Nem todos os arquivos têm a sorte daquele mantido pela cúria episcopal de Mariana, com seus oito armários metálicos de quatro gavetas cada um. O acesso não é tão fácil. Está tudo num dos cômodos da casa de d. Luciano Mendes de Almeida -e não nas instalações do inexistente Museu da Música, idealizado em 1973.

Mariana é uma cidade importante no circuito do barroco. Teve seu primeiro bispo nomeado em 1749. Ganhou para a Sé um belo órgão de d. João 5º, de Portugal, cujo longo reinado coincide com o ciclo do ouro.

Foi ele quem criou o Real Seminário Patriarcal de Lisboa. Chegaram a ser despachados para Minas, diz a musicóloga Mary Biason, caixotes de partituras para enriquecer a qualidade musical da liturgia no Brasil colônia.

Com a impressão proibida pela metrópole, Mariana foi um pólo de disseminação de cópias manuscritas.
Padre Flávio Carneiro Rodrigues, atual responsável pelo arquivo, calcula ter mil peças catalogadas. Há poucos autógrafos que não sejam para órgão. Mas os originais do "Tercio" de Lobo de Mesquita ou do "Te Deum" de Manuel Dias de Oliveira já valeriam uma demorada visita.

Mariana, Ouro Preto e São João Del Rey são exemplos esparsos daquilo que não caracterizaria, ainda, um modismo iminente sobre o repertório colonial. Não há uma corrida de maestros e pesquisadores, com folhas de pentagramas em branco, na ansiosa confecção de cópias (fotocópias estragam esses papéis antigos).

Teoricamente, até seria fértil o terreno para que isso acontecesse. A globalização do mercado cultural poderia provocar, junto a uma minoria, movimento em busca de suas raízes musicais.

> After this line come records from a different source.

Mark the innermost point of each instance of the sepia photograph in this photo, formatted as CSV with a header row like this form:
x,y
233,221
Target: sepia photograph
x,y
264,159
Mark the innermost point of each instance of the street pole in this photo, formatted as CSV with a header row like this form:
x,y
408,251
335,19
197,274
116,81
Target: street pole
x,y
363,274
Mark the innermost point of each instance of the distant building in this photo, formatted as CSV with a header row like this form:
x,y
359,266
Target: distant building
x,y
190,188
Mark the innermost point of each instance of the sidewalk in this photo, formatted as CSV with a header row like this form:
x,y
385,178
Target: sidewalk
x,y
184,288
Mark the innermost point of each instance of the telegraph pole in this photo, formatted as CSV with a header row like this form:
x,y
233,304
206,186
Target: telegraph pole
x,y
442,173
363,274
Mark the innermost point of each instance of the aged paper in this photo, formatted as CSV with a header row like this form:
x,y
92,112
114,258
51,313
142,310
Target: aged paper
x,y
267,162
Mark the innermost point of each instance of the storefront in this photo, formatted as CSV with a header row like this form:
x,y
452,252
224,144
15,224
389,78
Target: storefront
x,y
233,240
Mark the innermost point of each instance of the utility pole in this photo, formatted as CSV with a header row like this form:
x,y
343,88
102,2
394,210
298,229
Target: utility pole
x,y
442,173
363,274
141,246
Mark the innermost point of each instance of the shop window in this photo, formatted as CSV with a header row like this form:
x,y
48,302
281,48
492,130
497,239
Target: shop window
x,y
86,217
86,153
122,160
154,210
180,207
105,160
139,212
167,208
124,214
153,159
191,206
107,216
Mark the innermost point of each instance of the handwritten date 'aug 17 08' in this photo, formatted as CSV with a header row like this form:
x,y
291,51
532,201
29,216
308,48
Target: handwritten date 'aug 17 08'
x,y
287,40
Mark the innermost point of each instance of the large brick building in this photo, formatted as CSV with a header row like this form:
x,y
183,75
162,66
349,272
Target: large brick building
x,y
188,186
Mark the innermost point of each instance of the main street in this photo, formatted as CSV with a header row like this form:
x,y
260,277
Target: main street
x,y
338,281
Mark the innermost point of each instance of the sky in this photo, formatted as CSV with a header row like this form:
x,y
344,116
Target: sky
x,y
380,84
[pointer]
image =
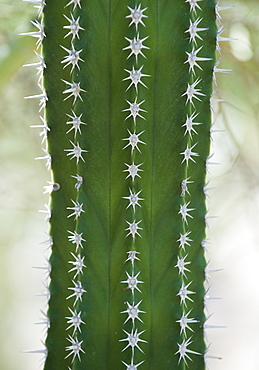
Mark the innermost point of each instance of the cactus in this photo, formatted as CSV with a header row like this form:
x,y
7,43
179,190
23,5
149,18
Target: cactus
x,y
126,92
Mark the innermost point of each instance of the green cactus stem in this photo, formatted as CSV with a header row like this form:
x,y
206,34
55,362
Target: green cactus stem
x,y
126,93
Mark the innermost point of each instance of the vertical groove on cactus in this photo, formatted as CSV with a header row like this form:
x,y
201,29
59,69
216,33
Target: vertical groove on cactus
x,y
127,97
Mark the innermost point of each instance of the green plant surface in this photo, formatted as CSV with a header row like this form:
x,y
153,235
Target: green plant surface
x,y
146,253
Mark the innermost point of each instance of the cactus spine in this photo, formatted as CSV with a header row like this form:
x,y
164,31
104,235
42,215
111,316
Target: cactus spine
x,y
127,92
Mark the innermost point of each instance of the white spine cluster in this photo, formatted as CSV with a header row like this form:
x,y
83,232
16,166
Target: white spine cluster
x,y
192,95
75,91
206,189
40,66
136,48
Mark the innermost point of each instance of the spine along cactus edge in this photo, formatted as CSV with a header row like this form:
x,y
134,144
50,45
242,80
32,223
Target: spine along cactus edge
x,y
125,101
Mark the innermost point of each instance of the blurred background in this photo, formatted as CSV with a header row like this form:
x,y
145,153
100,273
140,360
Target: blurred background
x,y
234,200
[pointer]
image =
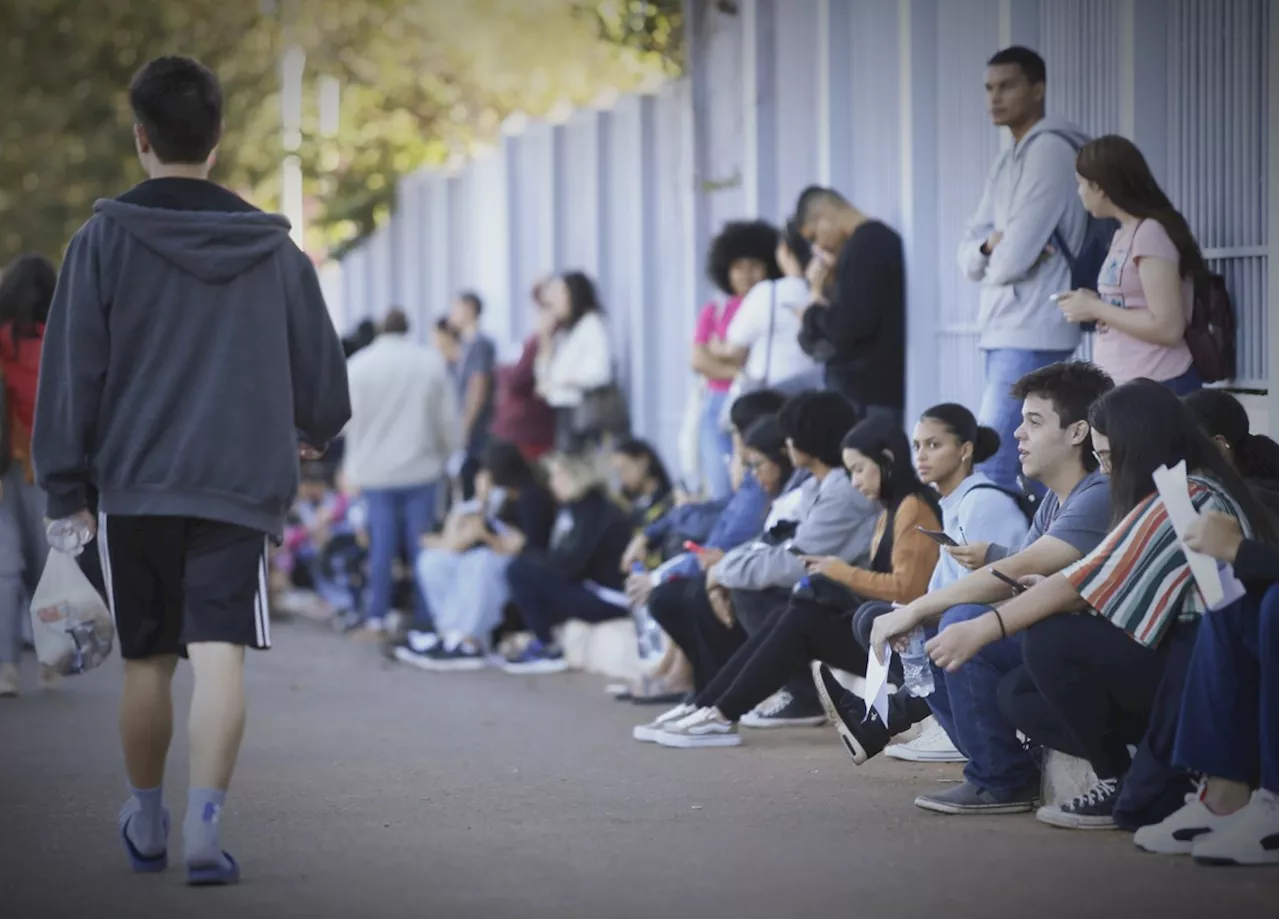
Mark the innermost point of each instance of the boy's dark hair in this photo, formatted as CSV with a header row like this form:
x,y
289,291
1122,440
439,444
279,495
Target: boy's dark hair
x,y
1073,387
754,239
636,448
813,196
507,466
443,327
1148,428
817,424
472,300
179,104
396,323
1027,60
746,410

"Mas a prioridade é agora editar aquilo que temos, para tornar essas peças disponíveis", diz Anna Maria Parsons, da Orquestra Ribeiro Bastos, cujo acervo foi catalogado nos anos 80, quando a Funarte e a Fundação Roberto Marinho patrocinaram um projeto chamado "Musica Sacra no Campo das Vertentes".

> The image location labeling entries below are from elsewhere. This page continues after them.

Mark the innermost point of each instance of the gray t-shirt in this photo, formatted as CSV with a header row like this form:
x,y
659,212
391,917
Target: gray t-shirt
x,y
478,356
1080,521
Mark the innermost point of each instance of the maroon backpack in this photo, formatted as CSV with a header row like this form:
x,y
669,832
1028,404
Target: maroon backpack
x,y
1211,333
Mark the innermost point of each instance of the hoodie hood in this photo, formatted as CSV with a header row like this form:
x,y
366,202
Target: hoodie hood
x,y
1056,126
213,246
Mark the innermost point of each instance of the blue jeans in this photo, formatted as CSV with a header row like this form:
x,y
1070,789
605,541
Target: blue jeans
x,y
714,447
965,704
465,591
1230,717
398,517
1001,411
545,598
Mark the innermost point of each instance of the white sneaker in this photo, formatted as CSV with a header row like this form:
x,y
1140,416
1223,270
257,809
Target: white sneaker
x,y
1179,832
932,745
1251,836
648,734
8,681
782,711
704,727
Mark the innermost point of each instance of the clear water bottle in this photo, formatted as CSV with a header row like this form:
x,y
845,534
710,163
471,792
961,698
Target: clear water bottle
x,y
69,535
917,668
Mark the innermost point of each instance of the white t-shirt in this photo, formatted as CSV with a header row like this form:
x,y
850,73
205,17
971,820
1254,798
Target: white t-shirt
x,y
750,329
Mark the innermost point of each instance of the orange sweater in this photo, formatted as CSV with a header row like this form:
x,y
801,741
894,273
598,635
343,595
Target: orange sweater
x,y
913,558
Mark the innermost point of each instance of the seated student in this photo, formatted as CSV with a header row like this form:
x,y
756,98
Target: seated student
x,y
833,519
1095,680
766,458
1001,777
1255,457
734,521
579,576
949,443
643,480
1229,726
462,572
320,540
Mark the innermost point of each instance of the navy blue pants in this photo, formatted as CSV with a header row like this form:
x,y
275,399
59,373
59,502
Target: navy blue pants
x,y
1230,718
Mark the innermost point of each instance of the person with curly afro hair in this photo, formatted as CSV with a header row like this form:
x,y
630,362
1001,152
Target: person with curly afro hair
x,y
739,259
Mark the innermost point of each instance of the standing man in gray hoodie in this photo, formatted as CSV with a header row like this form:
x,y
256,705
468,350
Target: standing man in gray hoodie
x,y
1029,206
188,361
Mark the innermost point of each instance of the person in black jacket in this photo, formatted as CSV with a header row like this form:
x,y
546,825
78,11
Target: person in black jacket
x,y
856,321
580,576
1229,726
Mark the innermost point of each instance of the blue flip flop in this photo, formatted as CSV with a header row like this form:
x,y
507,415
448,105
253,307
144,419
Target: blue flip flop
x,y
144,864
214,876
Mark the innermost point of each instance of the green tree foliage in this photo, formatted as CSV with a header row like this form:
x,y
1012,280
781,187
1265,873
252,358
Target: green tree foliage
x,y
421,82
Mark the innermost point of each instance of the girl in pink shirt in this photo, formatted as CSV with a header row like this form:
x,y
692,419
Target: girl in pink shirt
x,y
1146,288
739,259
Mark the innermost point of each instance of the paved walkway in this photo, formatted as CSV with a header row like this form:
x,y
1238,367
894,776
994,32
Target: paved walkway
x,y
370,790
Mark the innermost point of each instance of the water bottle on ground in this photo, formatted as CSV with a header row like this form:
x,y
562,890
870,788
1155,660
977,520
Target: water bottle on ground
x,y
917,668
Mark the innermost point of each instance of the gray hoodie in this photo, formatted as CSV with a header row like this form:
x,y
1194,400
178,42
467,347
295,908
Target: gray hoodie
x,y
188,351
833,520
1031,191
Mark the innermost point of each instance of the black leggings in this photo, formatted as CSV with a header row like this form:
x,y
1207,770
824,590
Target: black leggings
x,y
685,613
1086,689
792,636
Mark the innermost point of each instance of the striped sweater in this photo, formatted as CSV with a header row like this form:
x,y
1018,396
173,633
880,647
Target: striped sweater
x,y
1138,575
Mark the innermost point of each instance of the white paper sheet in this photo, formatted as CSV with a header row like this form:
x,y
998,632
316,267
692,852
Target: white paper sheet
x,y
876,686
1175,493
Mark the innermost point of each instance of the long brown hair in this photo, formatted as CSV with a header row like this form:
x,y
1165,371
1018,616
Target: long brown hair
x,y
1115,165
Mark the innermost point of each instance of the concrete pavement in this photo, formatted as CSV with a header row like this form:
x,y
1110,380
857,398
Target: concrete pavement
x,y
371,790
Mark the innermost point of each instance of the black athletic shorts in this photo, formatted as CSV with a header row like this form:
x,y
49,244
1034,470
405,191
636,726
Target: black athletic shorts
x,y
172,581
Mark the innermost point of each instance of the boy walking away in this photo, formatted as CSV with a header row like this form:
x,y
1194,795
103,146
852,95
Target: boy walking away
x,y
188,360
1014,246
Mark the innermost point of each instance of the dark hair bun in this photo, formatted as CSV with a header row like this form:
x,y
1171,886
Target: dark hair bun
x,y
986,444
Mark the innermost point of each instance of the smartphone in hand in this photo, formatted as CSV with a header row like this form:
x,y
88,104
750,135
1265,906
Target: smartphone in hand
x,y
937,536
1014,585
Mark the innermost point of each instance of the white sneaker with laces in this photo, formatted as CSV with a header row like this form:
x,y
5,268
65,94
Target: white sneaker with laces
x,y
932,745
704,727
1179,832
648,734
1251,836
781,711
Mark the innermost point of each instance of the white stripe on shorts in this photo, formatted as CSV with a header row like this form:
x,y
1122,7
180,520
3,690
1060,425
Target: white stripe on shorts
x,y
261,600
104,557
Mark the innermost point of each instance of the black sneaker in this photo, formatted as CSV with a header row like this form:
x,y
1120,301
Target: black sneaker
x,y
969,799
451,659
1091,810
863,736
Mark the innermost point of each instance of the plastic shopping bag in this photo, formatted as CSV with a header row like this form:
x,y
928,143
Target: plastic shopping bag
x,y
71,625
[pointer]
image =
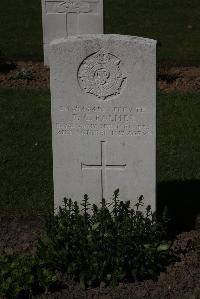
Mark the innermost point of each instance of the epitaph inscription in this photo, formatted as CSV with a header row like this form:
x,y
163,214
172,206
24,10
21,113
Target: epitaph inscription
x,y
68,6
100,75
96,120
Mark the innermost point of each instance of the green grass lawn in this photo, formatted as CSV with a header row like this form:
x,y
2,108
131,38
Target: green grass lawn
x,y
26,158
174,23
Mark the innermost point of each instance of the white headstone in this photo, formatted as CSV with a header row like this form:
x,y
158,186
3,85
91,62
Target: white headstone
x,y
62,18
103,91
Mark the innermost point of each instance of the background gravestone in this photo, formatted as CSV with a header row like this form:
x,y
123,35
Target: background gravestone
x,y
103,90
61,18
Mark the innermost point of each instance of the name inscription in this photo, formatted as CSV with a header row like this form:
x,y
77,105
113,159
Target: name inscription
x,y
95,120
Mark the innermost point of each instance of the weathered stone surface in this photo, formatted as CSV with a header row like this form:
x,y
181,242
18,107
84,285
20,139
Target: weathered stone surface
x,y
104,117
62,18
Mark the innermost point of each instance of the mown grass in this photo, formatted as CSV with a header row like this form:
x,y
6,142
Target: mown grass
x,y
25,146
25,155
174,23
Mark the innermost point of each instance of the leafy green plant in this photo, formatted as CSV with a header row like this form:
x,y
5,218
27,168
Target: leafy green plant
x,y
91,245
23,74
113,243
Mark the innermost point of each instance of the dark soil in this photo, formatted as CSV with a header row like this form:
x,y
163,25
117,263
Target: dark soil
x,y
169,78
181,280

Foi também naquela época que a Universidade Federal de Minas Gerais patrocinou dois encontros nacionais de pesquisadores que não tiveram continuidade.

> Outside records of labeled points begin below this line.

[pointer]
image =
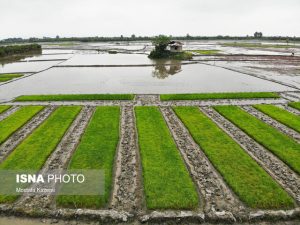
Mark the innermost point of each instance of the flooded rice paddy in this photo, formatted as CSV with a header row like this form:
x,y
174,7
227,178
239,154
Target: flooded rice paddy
x,y
88,68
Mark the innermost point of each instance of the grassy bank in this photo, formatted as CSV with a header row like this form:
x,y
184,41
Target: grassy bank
x,y
32,153
280,144
9,76
167,183
3,108
74,97
206,52
15,121
206,96
96,151
289,119
295,105
246,178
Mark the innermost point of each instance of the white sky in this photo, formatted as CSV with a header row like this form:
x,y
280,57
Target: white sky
x,y
38,18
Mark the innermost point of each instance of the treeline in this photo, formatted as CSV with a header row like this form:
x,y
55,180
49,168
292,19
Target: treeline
x,y
18,49
143,38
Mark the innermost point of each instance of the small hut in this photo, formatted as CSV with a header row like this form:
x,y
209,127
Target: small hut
x,y
175,46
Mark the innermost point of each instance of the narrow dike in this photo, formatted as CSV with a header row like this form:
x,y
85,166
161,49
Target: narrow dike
x,y
125,184
16,138
268,120
8,112
274,166
219,200
290,109
58,161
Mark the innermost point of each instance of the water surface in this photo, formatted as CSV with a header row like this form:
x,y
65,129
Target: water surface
x,y
196,78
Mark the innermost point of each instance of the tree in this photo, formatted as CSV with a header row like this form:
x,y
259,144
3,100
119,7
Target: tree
x,y
258,34
160,42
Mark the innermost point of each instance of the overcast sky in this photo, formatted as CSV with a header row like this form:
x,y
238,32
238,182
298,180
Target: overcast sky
x,y
38,18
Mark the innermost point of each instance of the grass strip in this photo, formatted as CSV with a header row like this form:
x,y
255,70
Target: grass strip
x,y
206,52
289,119
3,108
9,76
257,45
295,105
207,96
96,151
4,79
32,153
74,97
247,179
167,183
280,144
12,123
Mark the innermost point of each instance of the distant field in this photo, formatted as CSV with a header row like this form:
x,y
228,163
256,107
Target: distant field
x,y
257,45
74,97
206,96
9,76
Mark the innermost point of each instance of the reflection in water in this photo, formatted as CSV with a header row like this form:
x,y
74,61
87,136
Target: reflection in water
x,y
15,58
164,68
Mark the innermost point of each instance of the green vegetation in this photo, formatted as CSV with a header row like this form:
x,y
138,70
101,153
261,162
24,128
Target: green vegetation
x,y
3,108
289,119
257,45
247,179
160,51
181,55
12,123
295,105
166,180
62,44
74,97
32,153
280,144
206,52
18,49
96,151
9,76
206,96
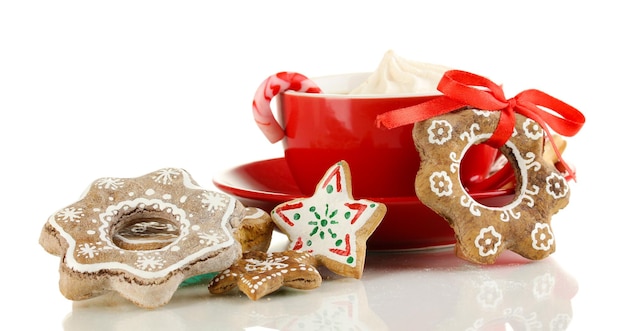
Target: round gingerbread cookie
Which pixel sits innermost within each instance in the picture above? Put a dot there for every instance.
(484, 232)
(141, 237)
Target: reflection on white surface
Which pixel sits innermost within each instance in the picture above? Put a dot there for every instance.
(438, 291)
(427, 290)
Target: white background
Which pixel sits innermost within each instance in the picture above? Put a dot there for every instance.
(121, 88)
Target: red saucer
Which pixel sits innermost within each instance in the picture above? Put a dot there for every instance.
(408, 224)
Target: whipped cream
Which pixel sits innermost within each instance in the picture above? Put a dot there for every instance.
(396, 75)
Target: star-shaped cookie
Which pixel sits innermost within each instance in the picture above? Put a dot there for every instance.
(258, 274)
(331, 225)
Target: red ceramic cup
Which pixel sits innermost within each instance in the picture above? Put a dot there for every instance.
(321, 129)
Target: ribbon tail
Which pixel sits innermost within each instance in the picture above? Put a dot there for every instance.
(569, 173)
(410, 115)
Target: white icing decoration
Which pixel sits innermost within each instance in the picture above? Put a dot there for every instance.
(166, 176)
(542, 237)
(484, 242)
(149, 264)
(440, 183)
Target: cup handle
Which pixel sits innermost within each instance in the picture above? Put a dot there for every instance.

Existem os congressos bianuais da Associação Nacional de Pesquisa e Pós-Graduação em Música, em Juiz de Fora. Mas há bem pouco fora da área acadêmica e nada patrocinado por algum banco ou empresa de telecomunicação, interessados em associar sua marca a um empurrão que leve o repertório colonial para mais perto do grande público.

Qualidade de escrita, essas partituras têm. Há muita coisa já gravada. O musicólogo Maurício Monteiro, especialista no assunto, da Cultura FM de São Paulo, elaborou recentemente uma lista de 20 CDS com boas interpretações de autores como Souza Negrão, Nunes Garcia, Silva Gomes e Fernandes da Trindade.

Há ainda o choque estético provocado numa noite de outubro de 1998, no Teatro São Pedro, em São Paulo, quando a Osesp (Orquestra Sinfônica do Estado) interpretou o "Te Deum" atribuído a Manuel Dias de Oliveira. O público, jejuno no repertório, ficou sorridentemente surpreso.

O barroco mineiro, no entanto, não surgiu para as salas de concerto. Ele tem suas raízes na liturgia do catolicismo praticado pelo povo durante o período colonial. Pode ser música "erudita" pelo fato de ser registrada em pentagrama, mas não foi em momento algum música das elites.

Quando, no século 18, o fluxo do ouro irrigava a economia mineira, as orquestras -então chamadas "partidos de música"- eram profissionais e tinham intérpretes de melhor qualidade do que a partir de 1805, quando, por falta de dinheiro, a música se desprofissionalizou. Só a partir de então se aplica o estereótipo que enxerga o instrumentista ou o compositor como mulato e analfabeto, capaz apenas de ler e escrever música, mas, nesse ofício, absolutamente genial. Alguns dos compositores do século 18 eram mulatos (nem todos), mas em geral tinham alta escolaridade. É o que transparece pela caligrafia das anotações de andamento nos autógrafos até hoje conservados.

Modismos
Entre os séculos 18 e 19, Minas também sofreu os efeitos de modismos. Embora, em essência, se continuassem a executar peças do período colonial, adaptações das partituras passaram a incluir outros instrumentos, como a clarineta, e, com isso, talvez partituras com a instrumentação antiga tenham se extraviado, diz Aluízio Viegas, da Lira São-Joanense.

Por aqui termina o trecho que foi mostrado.